Gottfried fährt hoch, als hätte sie ihn mit einer Nadel gestochen. »Lass mich, du Kuh!«, schreit er und stößt sie fort. Sie gibt nicht auf, die beiden ringen miteinander, zwei verzweifelte Kinder. Vor lauter Abscheu erwachsen dem Jungen Bärenkräfte, er drängt Cuniza zum Rand, sie wehrt sich, richtet sich auf. Und dann versetzt er ihr einen zweiten Stoß vor die Brust. Sie fällt aus dem Bett, rappelt sich auf, verheddert sich mit beiden Füßen im Laken. Hilfesuchend streckt sie die Arme aus, aber Gottfried schubst sie noch einmal weg, er will einfach nur, dass sie aufhört mit allem. Schreckensstarr sieht er, wie sie rückwärts taumelt und mit voller Wucht zu Boden stürzt. Und dann liegt sie da, nackt und weiß und still und stumm, die Füße auf der Treppenstufe des Bettpodests, den Kopf unten, und rührt sich nicht mehr.

Jesus, denkt er, ihm wird ganz kalt. Er kniet sich neben sie. Unter ihrem Hals sickert ein kleines rotes Rinnsal hervor. Er rüttelt sie, hebt ihren Kopf, und da sieht er es: Sie ist auf den Bodenständer der Totenkerze gefallen, und der lange Dorn hat sich von schräg unten in ihr Genick gebohrt, dort, wo die weichste Stelle ist. Das spitze Eisen ist tief in den Schädel gedrungen. Entsetzt lässt er ihren Kopf wieder fallen.

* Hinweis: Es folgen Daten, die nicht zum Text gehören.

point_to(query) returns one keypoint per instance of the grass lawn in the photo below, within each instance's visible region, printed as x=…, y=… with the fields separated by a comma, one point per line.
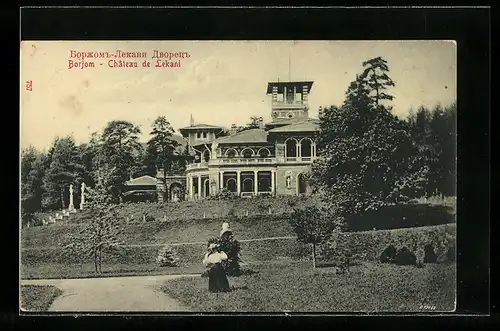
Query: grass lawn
x=86, y=270
x=295, y=287
x=38, y=298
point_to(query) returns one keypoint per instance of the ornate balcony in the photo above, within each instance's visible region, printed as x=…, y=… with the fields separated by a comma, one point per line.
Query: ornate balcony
x=192, y=166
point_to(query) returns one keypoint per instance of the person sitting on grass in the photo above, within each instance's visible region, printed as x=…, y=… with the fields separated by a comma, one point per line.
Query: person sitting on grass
x=217, y=279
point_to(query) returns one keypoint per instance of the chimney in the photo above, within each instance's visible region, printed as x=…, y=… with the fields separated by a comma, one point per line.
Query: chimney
x=233, y=129
x=261, y=123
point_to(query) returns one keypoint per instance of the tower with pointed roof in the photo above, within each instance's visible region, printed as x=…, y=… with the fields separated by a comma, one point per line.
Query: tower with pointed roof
x=289, y=101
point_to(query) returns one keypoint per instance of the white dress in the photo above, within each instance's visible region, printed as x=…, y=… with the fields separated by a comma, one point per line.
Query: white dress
x=214, y=258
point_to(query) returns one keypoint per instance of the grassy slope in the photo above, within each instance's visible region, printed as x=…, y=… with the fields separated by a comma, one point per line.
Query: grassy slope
x=165, y=232
x=38, y=298
x=295, y=287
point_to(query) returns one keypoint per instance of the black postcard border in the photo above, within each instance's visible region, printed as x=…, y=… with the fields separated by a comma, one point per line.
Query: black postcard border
x=469, y=27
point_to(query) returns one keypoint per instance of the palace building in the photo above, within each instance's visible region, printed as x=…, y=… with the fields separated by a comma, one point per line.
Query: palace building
x=269, y=160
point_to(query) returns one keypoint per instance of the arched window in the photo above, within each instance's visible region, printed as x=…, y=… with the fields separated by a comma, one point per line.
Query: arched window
x=302, y=183
x=247, y=185
x=206, y=155
x=231, y=153
x=291, y=148
x=231, y=184
x=306, y=147
x=247, y=153
x=206, y=188
x=264, y=152
x=264, y=185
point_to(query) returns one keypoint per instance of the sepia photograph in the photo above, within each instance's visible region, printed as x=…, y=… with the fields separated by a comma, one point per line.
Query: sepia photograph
x=238, y=176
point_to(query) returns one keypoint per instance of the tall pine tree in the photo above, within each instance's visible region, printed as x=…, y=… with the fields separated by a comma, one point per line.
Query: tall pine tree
x=161, y=146
x=64, y=168
x=367, y=158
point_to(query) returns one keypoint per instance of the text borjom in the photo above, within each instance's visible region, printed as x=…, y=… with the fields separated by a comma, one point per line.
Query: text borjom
x=182, y=177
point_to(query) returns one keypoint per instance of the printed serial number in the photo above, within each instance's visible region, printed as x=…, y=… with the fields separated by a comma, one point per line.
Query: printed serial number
x=427, y=307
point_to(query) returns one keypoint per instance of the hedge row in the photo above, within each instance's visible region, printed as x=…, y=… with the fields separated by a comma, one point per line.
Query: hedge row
x=258, y=226
x=369, y=244
x=188, y=210
x=251, y=252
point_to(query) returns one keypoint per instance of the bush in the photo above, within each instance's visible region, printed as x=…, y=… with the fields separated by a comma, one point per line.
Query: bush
x=224, y=194
x=388, y=255
x=167, y=257
x=402, y=216
x=430, y=256
x=451, y=253
x=405, y=257
x=373, y=243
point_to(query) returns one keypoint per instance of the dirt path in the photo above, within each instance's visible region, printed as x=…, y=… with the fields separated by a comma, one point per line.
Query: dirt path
x=113, y=294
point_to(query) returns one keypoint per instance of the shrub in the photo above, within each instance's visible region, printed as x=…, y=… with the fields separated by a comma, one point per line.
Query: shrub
x=401, y=216
x=430, y=256
x=232, y=248
x=167, y=257
x=405, y=257
x=224, y=194
x=373, y=243
x=388, y=255
x=451, y=253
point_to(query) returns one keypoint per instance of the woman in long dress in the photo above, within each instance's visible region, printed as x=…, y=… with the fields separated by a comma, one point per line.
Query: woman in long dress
x=217, y=279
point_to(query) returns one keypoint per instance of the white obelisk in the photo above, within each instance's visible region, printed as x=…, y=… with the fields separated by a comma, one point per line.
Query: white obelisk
x=82, y=200
x=71, y=206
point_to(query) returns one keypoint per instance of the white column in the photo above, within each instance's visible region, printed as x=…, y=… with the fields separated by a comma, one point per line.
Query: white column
x=238, y=181
x=199, y=186
x=255, y=182
x=272, y=181
x=191, y=187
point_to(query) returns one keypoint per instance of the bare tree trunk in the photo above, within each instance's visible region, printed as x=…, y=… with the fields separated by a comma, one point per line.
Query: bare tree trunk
x=165, y=192
x=95, y=261
x=314, y=255
x=100, y=260
x=62, y=198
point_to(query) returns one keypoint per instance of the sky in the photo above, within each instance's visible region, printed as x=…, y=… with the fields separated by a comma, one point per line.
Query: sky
x=221, y=83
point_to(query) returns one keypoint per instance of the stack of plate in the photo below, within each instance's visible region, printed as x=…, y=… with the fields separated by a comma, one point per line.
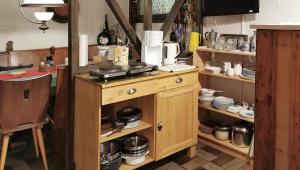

Und plötzlich hört er ein Geräusch, ein Quietschen und Knarzen. Atemlos greift er nach dem nächsten Ding, mit dem er sich verteidigen kann – dem rostigen Feuerhaken vor dem Kamin. Er steht bereit, als sich der Deckel der alten Schranktruhe langsam öffnet, und heraus klettert – Hemma. Sie rennt zu ihm und wirft sich in seine Arme. »Du«, krächzt er erleichtert und lässt den Feuerhaken fallen. »Gott sei Dank.«

»Ich hab mich versteckt, die ganze Zeit«, piepst die Kleine, »Goggi, ich hab solche Angst gehabt.«

Gottfried drückt sie fest an sich. Dabei schaut er auf die leblose Cuniza. »Die ist tot«, sagt er, »o lieber Gott, was machen wir bloß?« Seine Gedanken rasen, während er seine Kleider zusammensucht und sich hastig anzieht.